Remembering all this, she got out of the bath and padded guiltily to the telephone. The bloody Wilkinson woman had changed her mind three times about the trimmings she wanted, which accounted for the delay, and the bloody woman knew that. Pamela had it in black and white that it was not the shop’s responsibility. If they were not ready in time Pamela had agreed to provide some muslin drapes. It was all under control. Dull old people wanting dull old perfections. Sometimes, just recently, it all felt very dull indeed.

Jenny was grateful and apologetic for disturbing her, which made Pam feel even guiltier as she returned to the bath.

She topped up the water. Danny, on the other hand, could wait. His message, left on the answerphone, was a demand for her to pack up some forgotten things and send them on. No little endearments, no gratitude, just Do It. It was therefore not so high on her list of priorities. Once, yes. But not now. He was a big boy and he could wait. She plunged back under the surface hurriedly, a little shaken. Such a change in her outlook was disturbing. She hardly recognized this woman. How easy it was. The world did not fall apart because she put herself first for a change.

But dwelling on the past disturbed her equilibrium. God knows it had taken her long enough after Douglas to build it up again. Crossly she got out of the bath, weighed herself, felt it had spoiled things even more, and promptly went on a diet. Downstairs she found the old aerobics video that Danny banned, and tried it again. She went at it with gusto. And no Daniel to come in and laugh. She did the whole thing and felt very faint.

Then she sat down at her table and worked on a plan for transforming his old bedroom into a study. The spare room had a double bed for their future visits and she could give it a new look in time for Christmas. She enjoyed the exercise. With a proper study of her own at last, she could do more work at home. She chewed her pencil. Best not think about the implications of that. It didn’t have to be more work. She could do anything in there. Even study. But first she must design it exactly to her requirements. She chewed her pencil some more.

She sat there happily absorbed for hours, conscious that she no longer needed to think about Daniel and feeding time. She could make a sandwich whenever she liked. Or not. She could probably lose half a stone like this. Just ducking the odd meal. And that pleased her, too. It was only when she got up from the table that she felt a strange new painful stiffness in her joints. Oh, my God, she thought, I have contracted some terrible disease, now, here, on the brink of my new life.

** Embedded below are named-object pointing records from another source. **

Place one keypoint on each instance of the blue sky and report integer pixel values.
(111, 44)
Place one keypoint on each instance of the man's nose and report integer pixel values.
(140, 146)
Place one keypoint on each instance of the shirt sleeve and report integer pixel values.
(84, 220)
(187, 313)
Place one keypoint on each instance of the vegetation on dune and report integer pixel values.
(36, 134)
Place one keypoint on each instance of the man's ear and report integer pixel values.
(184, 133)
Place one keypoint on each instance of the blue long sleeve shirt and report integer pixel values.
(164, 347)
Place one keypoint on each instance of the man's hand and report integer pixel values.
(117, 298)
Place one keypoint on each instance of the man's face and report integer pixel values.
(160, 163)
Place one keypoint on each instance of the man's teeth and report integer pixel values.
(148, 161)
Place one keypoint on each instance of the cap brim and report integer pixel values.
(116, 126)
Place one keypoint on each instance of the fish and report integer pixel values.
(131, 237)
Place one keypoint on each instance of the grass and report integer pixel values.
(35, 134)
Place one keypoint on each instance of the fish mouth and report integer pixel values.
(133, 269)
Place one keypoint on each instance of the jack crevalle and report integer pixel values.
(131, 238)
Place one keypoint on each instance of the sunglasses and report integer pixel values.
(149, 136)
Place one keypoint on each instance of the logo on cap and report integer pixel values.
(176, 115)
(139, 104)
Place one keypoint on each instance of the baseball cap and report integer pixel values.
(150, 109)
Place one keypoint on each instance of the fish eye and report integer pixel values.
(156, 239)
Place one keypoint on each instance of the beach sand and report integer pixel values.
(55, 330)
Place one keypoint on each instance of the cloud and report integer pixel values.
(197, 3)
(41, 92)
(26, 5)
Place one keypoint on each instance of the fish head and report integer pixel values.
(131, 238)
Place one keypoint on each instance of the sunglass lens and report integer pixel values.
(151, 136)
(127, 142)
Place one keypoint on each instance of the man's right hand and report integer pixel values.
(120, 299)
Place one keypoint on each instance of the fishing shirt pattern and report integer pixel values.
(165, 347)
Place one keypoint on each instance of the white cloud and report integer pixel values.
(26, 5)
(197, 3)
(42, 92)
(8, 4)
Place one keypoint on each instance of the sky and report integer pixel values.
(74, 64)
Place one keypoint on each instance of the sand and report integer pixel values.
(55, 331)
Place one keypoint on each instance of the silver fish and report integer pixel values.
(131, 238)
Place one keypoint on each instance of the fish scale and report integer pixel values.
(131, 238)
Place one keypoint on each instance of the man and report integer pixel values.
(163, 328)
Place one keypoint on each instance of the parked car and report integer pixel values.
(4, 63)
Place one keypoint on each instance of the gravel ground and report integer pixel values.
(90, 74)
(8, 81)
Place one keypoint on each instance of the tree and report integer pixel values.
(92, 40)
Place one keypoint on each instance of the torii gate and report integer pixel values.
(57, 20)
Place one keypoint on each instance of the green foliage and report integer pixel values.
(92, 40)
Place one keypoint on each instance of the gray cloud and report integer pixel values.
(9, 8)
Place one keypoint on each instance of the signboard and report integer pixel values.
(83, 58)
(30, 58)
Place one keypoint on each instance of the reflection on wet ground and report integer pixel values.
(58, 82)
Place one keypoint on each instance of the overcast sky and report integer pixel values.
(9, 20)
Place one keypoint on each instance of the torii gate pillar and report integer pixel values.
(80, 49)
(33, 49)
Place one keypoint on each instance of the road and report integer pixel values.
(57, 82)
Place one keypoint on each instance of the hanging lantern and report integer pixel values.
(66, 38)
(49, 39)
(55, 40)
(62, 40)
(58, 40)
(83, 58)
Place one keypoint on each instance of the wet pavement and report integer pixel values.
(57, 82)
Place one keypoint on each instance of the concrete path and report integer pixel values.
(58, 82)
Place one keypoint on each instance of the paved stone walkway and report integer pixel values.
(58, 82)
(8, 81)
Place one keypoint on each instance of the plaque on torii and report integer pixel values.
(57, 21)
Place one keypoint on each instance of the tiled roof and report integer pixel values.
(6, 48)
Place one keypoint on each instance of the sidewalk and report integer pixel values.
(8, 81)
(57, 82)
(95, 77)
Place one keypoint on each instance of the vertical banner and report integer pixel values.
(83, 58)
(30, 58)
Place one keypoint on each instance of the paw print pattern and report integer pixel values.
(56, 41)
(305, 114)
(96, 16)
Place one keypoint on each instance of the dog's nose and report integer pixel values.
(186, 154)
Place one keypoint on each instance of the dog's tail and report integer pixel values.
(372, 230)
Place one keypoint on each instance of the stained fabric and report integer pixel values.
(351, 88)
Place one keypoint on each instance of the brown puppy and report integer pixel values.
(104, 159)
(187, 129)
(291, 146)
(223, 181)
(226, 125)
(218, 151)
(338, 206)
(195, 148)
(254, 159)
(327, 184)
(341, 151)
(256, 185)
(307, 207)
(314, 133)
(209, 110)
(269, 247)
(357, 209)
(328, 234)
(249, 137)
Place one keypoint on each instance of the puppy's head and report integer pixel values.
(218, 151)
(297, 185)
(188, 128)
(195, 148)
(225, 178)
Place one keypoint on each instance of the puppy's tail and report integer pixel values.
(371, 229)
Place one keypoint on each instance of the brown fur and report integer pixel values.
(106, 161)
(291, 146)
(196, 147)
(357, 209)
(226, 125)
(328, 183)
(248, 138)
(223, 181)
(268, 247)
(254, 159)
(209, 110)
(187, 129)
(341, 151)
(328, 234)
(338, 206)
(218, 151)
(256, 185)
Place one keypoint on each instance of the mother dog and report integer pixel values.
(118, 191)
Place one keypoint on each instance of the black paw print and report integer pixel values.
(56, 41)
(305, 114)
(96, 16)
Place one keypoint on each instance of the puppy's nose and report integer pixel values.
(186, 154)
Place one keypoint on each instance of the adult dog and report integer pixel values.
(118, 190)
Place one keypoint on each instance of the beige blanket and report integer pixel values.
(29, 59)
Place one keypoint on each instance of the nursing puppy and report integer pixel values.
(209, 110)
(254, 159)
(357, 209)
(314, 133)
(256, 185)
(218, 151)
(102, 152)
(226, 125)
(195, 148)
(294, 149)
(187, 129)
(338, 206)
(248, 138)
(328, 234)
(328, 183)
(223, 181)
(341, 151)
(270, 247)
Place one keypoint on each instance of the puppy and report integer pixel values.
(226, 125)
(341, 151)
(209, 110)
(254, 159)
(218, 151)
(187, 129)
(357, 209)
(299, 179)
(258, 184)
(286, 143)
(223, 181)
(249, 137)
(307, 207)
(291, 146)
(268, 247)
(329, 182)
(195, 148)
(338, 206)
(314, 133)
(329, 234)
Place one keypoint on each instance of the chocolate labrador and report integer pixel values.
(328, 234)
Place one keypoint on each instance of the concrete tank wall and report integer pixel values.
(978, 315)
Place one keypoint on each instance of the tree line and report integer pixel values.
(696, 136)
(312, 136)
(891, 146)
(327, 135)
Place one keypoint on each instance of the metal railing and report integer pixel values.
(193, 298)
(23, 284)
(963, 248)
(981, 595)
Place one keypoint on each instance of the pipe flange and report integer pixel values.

She stood still, hoping it was temporary and would pass, but it did not. Bloody Fate, she thought. Gives you freedom for one month just so you can appreciate the pleasure, then whips it away and bangs you into a wheelchair for the rest of your life. She prodded and poked at the offending joints – the pain of it – even her elbows were going. If only she had gone to church. Too late now. She always knew that God, whoever he was, was an unforgiving Deity.

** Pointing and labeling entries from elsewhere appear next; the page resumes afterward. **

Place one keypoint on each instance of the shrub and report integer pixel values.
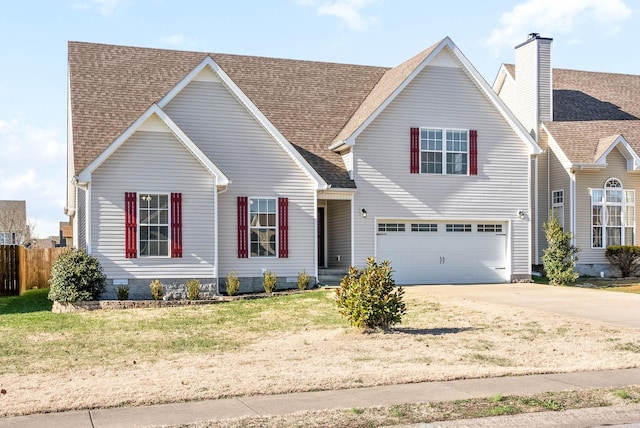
(560, 256)
(123, 292)
(303, 280)
(193, 289)
(233, 283)
(625, 257)
(76, 276)
(369, 298)
(269, 280)
(157, 289)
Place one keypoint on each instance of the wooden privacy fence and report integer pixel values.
(22, 269)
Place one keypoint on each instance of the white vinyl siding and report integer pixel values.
(388, 190)
(257, 166)
(153, 162)
(81, 214)
(347, 158)
(339, 233)
(595, 179)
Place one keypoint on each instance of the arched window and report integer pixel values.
(612, 215)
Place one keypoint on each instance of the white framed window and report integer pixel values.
(263, 227)
(153, 226)
(489, 228)
(444, 151)
(458, 227)
(557, 206)
(612, 215)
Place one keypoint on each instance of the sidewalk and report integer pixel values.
(184, 413)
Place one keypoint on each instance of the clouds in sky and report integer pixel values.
(175, 40)
(103, 7)
(350, 12)
(553, 17)
(34, 169)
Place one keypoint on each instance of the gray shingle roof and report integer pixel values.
(309, 102)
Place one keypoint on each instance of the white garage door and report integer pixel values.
(444, 252)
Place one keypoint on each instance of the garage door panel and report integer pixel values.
(445, 257)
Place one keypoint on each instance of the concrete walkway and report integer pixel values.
(185, 413)
(617, 308)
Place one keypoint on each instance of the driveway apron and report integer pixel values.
(612, 307)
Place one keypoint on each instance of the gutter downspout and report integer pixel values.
(215, 231)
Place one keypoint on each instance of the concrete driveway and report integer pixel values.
(617, 308)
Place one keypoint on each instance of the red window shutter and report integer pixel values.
(176, 225)
(283, 228)
(130, 225)
(473, 152)
(415, 151)
(243, 228)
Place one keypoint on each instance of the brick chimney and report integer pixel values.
(534, 103)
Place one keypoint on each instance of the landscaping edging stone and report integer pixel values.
(92, 305)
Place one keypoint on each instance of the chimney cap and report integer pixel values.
(532, 37)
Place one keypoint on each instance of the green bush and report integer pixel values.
(157, 289)
(123, 292)
(303, 280)
(269, 280)
(560, 256)
(233, 283)
(369, 298)
(193, 289)
(625, 257)
(76, 276)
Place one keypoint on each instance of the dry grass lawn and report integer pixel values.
(439, 339)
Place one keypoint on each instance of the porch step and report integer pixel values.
(331, 277)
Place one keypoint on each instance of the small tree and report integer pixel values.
(193, 289)
(560, 256)
(369, 298)
(625, 257)
(76, 276)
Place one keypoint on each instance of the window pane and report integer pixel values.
(596, 196)
(629, 236)
(614, 216)
(596, 218)
(432, 162)
(629, 215)
(262, 241)
(456, 163)
(144, 216)
(613, 196)
(630, 197)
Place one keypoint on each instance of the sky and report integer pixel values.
(595, 35)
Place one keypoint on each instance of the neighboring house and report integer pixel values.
(13, 223)
(588, 124)
(193, 165)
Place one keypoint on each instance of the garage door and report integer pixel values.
(444, 252)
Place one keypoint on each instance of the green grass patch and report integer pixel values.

She hobbled out of the dining room into the hall and tottered down the passageway towards the kitchen. Tea or gin, it was all the same to her now. It was probably the worst kind of wasting disease. Didn’t Fate always wait until it could make a real entrance? It was so bad she was clinging to the walls. Only when she passed the back room and saw the empty video box lying on the floor with the mid-star-jump Green Goddess staring up at her from the box cover did she remember. Aerobics. Oh, thank God, thank God. She was so grateful that she laughed aloud. It echoed around her and she was brought up short by the sad little thought that there was no one at home, now, to share the joke with.

When she returned to the shop the next day she could barely crawl. Jenny looked at her sympathetically. She obviously thought she was seeing a new phenomenon: menopausal knees.